Møller A1,2, Rømer Thomsen K3, Brooks DJ1,2,4, Mouridsen K2, Blicher JU2, Hansen KV1, Lou HC2.
We have previously shown that an interaction between medial prefrontal and parietal cortices is instrumental in promoting self-awareness via synchronizing oscillations in the gamma range. The synchronization of these oscillations is modulated by dopamine release. Given that such oscillations result from intermittent GABA stimulation of pyramidal cells, it is of interest to determine whether the dopaminergic system regulates GABA release directly in cortical paralimbic regions. Here, we test the hypothesis that the regulation of the GABA-ergic system by the dopaminergic system becomes attenuated in problem gamblers resulting in addictive behaviors and impaired self-awareness.
[11 C]Ro15-4513 PET, a marker of benzodiazepine α1/α5 receptor availability in the GABA receptor complex, was used to detect changes in synaptic GABA levels after oral doses of 100mg L-dopa in a double-blind controlled study of male problem gamblers (N = 10) and age-matched healthy male controls (N = 10).
The mean reduction of cortical gray matter GABA/BDZ receptor availability induced by L-dopa was significantly attenuated in the problem gambling group compared to the healthy control group (p = 0.0377).
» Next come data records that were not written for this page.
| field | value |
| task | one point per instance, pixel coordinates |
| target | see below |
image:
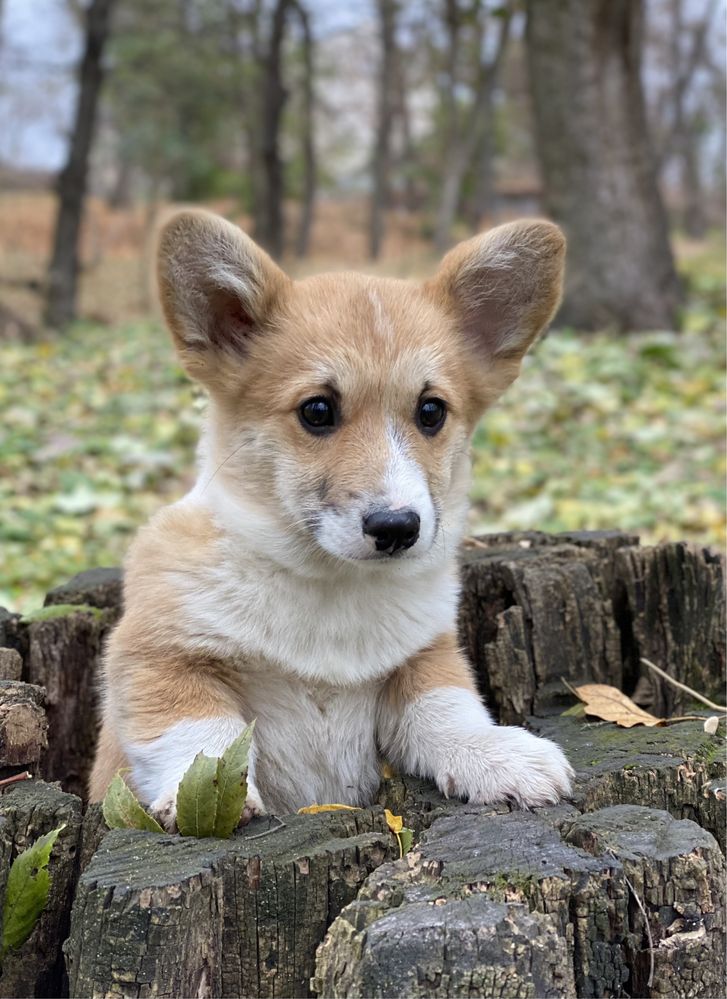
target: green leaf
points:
(406, 838)
(197, 798)
(232, 783)
(121, 810)
(26, 893)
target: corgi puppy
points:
(309, 580)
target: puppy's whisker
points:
(222, 465)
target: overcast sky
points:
(40, 46)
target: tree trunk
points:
(598, 172)
(385, 116)
(308, 126)
(270, 222)
(464, 131)
(481, 204)
(694, 217)
(60, 307)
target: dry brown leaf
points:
(610, 704)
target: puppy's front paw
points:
(505, 764)
(253, 805)
(164, 810)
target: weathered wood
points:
(23, 725)
(458, 888)
(679, 768)
(95, 587)
(586, 606)
(62, 646)
(244, 916)
(27, 811)
(11, 664)
(531, 614)
(490, 902)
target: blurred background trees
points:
(443, 115)
(369, 134)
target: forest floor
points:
(99, 428)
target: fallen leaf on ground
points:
(610, 704)
(315, 809)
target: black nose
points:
(392, 529)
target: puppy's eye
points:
(431, 415)
(317, 415)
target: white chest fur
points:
(314, 744)
(343, 630)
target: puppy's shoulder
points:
(179, 539)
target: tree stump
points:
(61, 647)
(523, 904)
(29, 810)
(219, 917)
(23, 726)
(489, 901)
(586, 607)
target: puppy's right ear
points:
(217, 288)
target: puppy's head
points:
(342, 405)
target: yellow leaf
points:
(315, 809)
(394, 822)
(611, 704)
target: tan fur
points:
(159, 676)
(442, 664)
(262, 344)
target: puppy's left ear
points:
(503, 288)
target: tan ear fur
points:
(217, 288)
(504, 287)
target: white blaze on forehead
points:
(405, 484)
(382, 323)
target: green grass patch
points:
(100, 426)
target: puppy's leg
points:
(432, 723)
(162, 708)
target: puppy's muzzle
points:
(392, 530)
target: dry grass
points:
(117, 251)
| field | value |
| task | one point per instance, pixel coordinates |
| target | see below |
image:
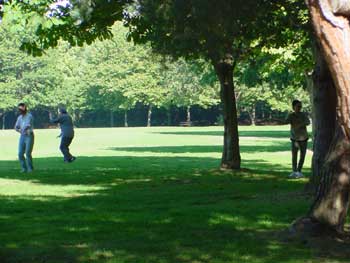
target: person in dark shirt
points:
(298, 121)
(67, 133)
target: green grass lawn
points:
(152, 195)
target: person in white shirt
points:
(24, 126)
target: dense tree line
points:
(104, 83)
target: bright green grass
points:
(152, 195)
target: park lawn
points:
(153, 195)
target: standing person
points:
(67, 133)
(24, 125)
(298, 121)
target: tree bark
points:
(3, 120)
(188, 118)
(149, 116)
(332, 200)
(331, 205)
(252, 115)
(231, 158)
(169, 116)
(324, 114)
(126, 118)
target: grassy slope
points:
(151, 195)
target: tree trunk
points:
(332, 200)
(324, 114)
(188, 119)
(231, 158)
(126, 118)
(112, 118)
(253, 115)
(331, 204)
(149, 116)
(169, 116)
(3, 120)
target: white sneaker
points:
(292, 175)
(298, 175)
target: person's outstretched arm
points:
(53, 120)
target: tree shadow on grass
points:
(255, 133)
(152, 209)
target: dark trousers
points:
(64, 147)
(296, 146)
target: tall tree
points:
(221, 32)
(332, 29)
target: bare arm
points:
(328, 14)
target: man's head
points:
(297, 105)
(22, 108)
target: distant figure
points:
(67, 133)
(298, 134)
(24, 125)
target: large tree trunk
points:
(252, 115)
(332, 201)
(331, 204)
(324, 114)
(126, 118)
(149, 116)
(188, 118)
(231, 158)
(169, 116)
(3, 120)
(112, 118)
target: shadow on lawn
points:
(265, 134)
(275, 147)
(152, 209)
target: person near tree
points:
(298, 121)
(67, 133)
(24, 126)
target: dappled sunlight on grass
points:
(152, 195)
(15, 187)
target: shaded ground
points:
(156, 204)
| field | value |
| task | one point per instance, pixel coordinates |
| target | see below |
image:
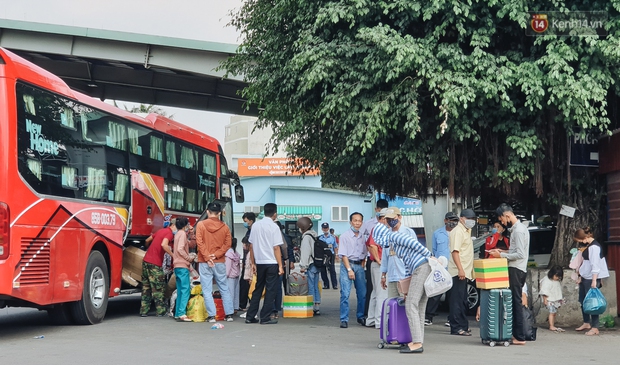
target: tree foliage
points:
(417, 96)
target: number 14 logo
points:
(539, 23)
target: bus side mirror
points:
(239, 196)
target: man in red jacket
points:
(213, 240)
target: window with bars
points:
(340, 214)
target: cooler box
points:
(132, 265)
(299, 306)
(219, 309)
(496, 316)
(491, 273)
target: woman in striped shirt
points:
(415, 257)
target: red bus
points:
(82, 180)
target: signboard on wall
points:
(269, 166)
(584, 150)
(407, 206)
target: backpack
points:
(321, 253)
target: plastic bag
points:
(196, 309)
(438, 281)
(529, 331)
(594, 303)
(297, 284)
(253, 286)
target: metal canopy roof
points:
(127, 66)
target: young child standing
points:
(551, 291)
(233, 270)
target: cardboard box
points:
(128, 279)
(298, 306)
(132, 265)
(491, 273)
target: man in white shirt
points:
(265, 239)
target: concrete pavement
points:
(125, 338)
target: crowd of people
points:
(380, 257)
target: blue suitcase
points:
(394, 323)
(496, 316)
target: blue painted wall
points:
(303, 192)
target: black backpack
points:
(322, 253)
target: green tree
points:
(147, 109)
(416, 96)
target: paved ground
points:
(125, 338)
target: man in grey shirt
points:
(517, 257)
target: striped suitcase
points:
(394, 323)
(496, 316)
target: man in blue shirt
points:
(330, 239)
(352, 253)
(441, 247)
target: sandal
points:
(184, 319)
(583, 327)
(462, 333)
(592, 332)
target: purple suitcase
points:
(394, 323)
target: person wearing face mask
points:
(244, 285)
(461, 268)
(182, 260)
(441, 248)
(153, 279)
(497, 239)
(306, 262)
(366, 230)
(352, 253)
(392, 267)
(330, 239)
(517, 256)
(214, 239)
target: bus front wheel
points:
(92, 307)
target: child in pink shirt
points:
(233, 271)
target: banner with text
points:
(274, 166)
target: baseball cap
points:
(214, 207)
(468, 213)
(392, 212)
(451, 216)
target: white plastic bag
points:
(438, 281)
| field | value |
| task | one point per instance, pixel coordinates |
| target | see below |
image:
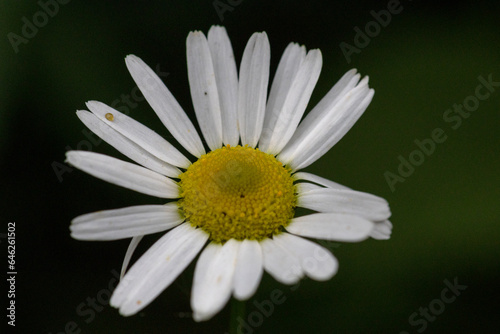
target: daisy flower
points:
(235, 205)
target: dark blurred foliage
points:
(445, 214)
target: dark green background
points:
(445, 215)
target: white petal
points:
(289, 65)
(128, 255)
(157, 268)
(348, 81)
(281, 120)
(126, 222)
(139, 134)
(319, 180)
(327, 123)
(252, 89)
(249, 269)
(213, 279)
(123, 174)
(226, 77)
(204, 89)
(165, 105)
(316, 261)
(331, 226)
(280, 263)
(344, 201)
(382, 230)
(335, 134)
(125, 145)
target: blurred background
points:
(422, 60)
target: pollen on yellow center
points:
(238, 192)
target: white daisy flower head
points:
(235, 205)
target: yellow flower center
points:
(238, 192)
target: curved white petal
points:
(282, 119)
(280, 263)
(157, 268)
(126, 222)
(123, 174)
(139, 134)
(204, 91)
(382, 230)
(288, 67)
(327, 123)
(226, 76)
(319, 180)
(249, 269)
(125, 145)
(336, 133)
(128, 255)
(165, 105)
(331, 226)
(316, 261)
(252, 89)
(344, 201)
(213, 279)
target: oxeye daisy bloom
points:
(235, 205)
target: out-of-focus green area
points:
(427, 59)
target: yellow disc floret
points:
(237, 192)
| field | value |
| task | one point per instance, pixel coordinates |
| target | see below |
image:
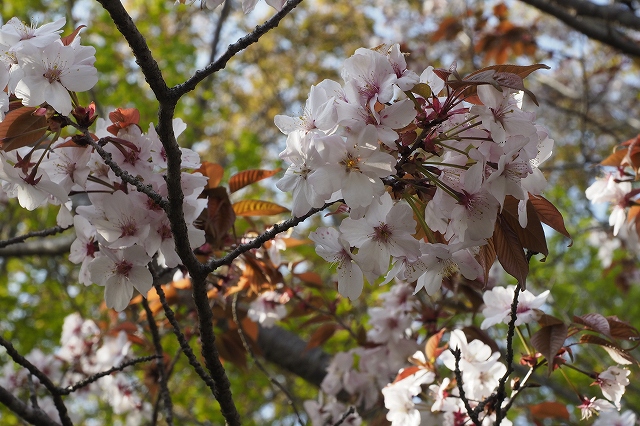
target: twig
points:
(233, 49)
(470, 412)
(164, 395)
(261, 239)
(32, 415)
(42, 233)
(95, 377)
(182, 340)
(344, 417)
(501, 394)
(247, 347)
(44, 379)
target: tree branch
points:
(596, 29)
(233, 49)
(30, 414)
(44, 379)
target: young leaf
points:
(257, 208)
(247, 177)
(548, 341)
(20, 128)
(549, 215)
(510, 252)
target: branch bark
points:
(597, 27)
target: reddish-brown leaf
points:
(618, 354)
(549, 410)
(21, 127)
(487, 258)
(247, 177)
(549, 215)
(622, 330)
(431, 349)
(548, 341)
(321, 335)
(510, 252)
(67, 40)
(213, 171)
(595, 322)
(257, 208)
(532, 237)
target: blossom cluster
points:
(82, 354)
(393, 155)
(119, 229)
(37, 66)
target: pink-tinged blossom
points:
(498, 306)
(372, 74)
(386, 231)
(610, 190)
(441, 261)
(353, 166)
(613, 418)
(305, 161)
(50, 73)
(268, 308)
(84, 247)
(120, 271)
(613, 382)
(398, 398)
(32, 188)
(319, 110)
(16, 33)
(333, 248)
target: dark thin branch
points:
(261, 239)
(124, 175)
(164, 395)
(501, 394)
(615, 13)
(44, 379)
(184, 344)
(247, 347)
(473, 416)
(597, 30)
(93, 378)
(43, 233)
(141, 51)
(30, 414)
(44, 247)
(233, 49)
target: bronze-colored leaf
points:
(247, 177)
(616, 353)
(595, 322)
(321, 335)
(549, 215)
(622, 330)
(432, 349)
(532, 237)
(549, 340)
(213, 171)
(549, 410)
(510, 252)
(21, 127)
(257, 208)
(487, 258)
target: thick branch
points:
(595, 29)
(30, 414)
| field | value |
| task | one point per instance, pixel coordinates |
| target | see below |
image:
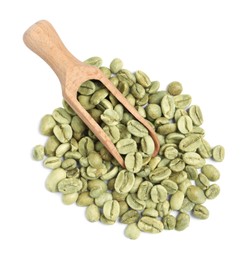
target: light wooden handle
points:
(42, 39)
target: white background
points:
(203, 44)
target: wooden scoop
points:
(42, 39)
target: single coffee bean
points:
(71, 185)
(124, 181)
(158, 193)
(47, 125)
(92, 213)
(132, 231)
(150, 225)
(182, 221)
(135, 203)
(211, 172)
(169, 222)
(196, 115)
(129, 217)
(218, 153)
(200, 212)
(176, 200)
(212, 191)
(144, 189)
(174, 88)
(54, 178)
(38, 153)
(196, 194)
(168, 106)
(111, 209)
(52, 162)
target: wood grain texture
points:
(42, 39)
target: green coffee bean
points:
(106, 71)
(200, 212)
(218, 153)
(100, 200)
(169, 222)
(133, 162)
(155, 85)
(63, 132)
(147, 145)
(202, 181)
(38, 153)
(158, 193)
(69, 199)
(84, 199)
(125, 146)
(142, 79)
(54, 178)
(116, 65)
(177, 165)
(196, 115)
(110, 117)
(179, 113)
(71, 185)
(47, 125)
(150, 225)
(193, 159)
(123, 207)
(192, 172)
(135, 203)
(132, 231)
(174, 88)
(212, 191)
(184, 185)
(170, 186)
(129, 217)
(178, 177)
(136, 128)
(187, 205)
(86, 146)
(182, 101)
(196, 194)
(87, 88)
(153, 111)
(205, 149)
(156, 97)
(62, 149)
(185, 124)
(168, 106)
(211, 172)
(69, 164)
(176, 200)
(190, 143)
(98, 96)
(92, 213)
(171, 153)
(51, 146)
(150, 213)
(110, 174)
(52, 162)
(159, 174)
(138, 91)
(167, 129)
(124, 181)
(111, 210)
(182, 221)
(61, 116)
(162, 208)
(144, 190)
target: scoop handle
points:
(42, 39)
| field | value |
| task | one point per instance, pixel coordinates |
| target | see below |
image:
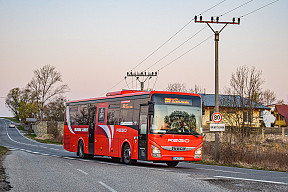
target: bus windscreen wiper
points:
(165, 132)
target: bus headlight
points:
(198, 153)
(156, 152)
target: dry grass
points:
(250, 153)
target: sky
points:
(93, 43)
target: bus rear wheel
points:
(172, 163)
(81, 153)
(126, 155)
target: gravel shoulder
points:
(4, 185)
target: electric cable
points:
(236, 8)
(186, 52)
(258, 9)
(167, 42)
(175, 35)
(176, 48)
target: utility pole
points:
(217, 33)
(148, 75)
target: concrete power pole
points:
(217, 33)
(148, 75)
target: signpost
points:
(216, 126)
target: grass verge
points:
(11, 119)
(3, 151)
(48, 141)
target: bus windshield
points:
(176, 115)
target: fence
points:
(54, 128)
(264, 134)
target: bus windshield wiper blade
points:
(165, 132)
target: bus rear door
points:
(143, 132)
(91, 135)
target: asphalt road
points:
(33, 166)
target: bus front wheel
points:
(126, 155)
(172, 163)
(81, 153)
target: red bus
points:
(129, 125)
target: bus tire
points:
(126, 155)
(172, 163)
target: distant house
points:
(231, 108)
(281, 114)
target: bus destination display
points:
(178, 101)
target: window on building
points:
(113, 114)
(211, 113)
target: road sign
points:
(217, 127)
(216, 117)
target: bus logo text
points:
(179, 140)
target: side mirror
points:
(150, 108)
(203, 109)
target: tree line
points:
(240, 100)
(42, 98)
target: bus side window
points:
(143, 120)
(113, 114)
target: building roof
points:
(228, 101)
(283, 110)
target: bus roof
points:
(127, 93)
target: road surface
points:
(33, 166)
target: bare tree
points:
(268, 97)
(45, 86)
(196, 89)
(176, 87)
(280, 102)
(55, 110)
(13, 100)
(244, 95)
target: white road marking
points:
(69, 158)
(82, 171)
(222, 171)
(108, 187)
(256, 180)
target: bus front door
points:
(91, 135)
(143, 133)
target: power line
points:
(185, 53)
(176, 48)
(198, 31)
(168, 41)
(175, 35)
(212, 35)
(258, 8)
(236, 8)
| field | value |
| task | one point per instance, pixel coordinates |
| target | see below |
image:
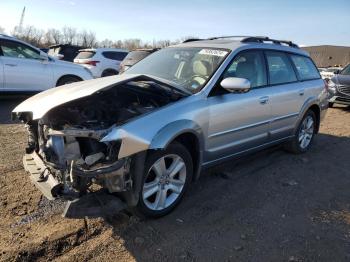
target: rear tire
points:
(67, 80)
(302, 140)
(167, 175)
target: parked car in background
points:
(45, 50)
(64, 52)
(135, 56)
(101, 61)
(25, 68)
(146, 134)
(339, 87)
(328, 73)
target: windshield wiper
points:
(167, 83)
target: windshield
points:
(189, 68)
(346, 70)
(85, 54)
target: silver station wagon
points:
(139, 139)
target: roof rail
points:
(263, 39)
(192, 40)
(246, 39)
(224, 37)
(6, 35)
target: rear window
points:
(85, 54)
(118, 56)
(305, 67)
(280, 69)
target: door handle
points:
(263, 100)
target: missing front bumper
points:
(96, 204)
(36, 168)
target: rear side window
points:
(305, 67)
(18, 50)
(85, 54)
(280, 69)
(119, 56)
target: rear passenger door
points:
(288, 94)
(239, 121)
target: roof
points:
(105, 49)
(233, 43)
(328, 55)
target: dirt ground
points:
(271, 206)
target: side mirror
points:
(44, 56)
(235, 84)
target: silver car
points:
(145, 135)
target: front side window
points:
(187, 67)
(18, 50)
(306, 69)
(280, 68)
(346, 70)
(249, 65)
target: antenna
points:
(20, 26)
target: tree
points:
(87, 39)
(52, 37)
(69, 35)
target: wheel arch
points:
(317, 111)
(189, 134)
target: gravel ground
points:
(271, 206)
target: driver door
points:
(239, 121)
(24, 70)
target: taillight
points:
(93, 63)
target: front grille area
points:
(344, 89)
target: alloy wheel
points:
(164, 182)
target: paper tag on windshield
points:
(213, 52)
Our findings demonstrate that: (a) Exogenous dopamine can induce synaptic GABA release in healthy controls. (b) This release is attenuated in frontal cortical areas of males suffering from problem gambling, possibly contributing to their loss of inhibitory control. This suggests that dysfunctional dopamine regulation of GABA release may contribute to problem gambling and gambling disorder.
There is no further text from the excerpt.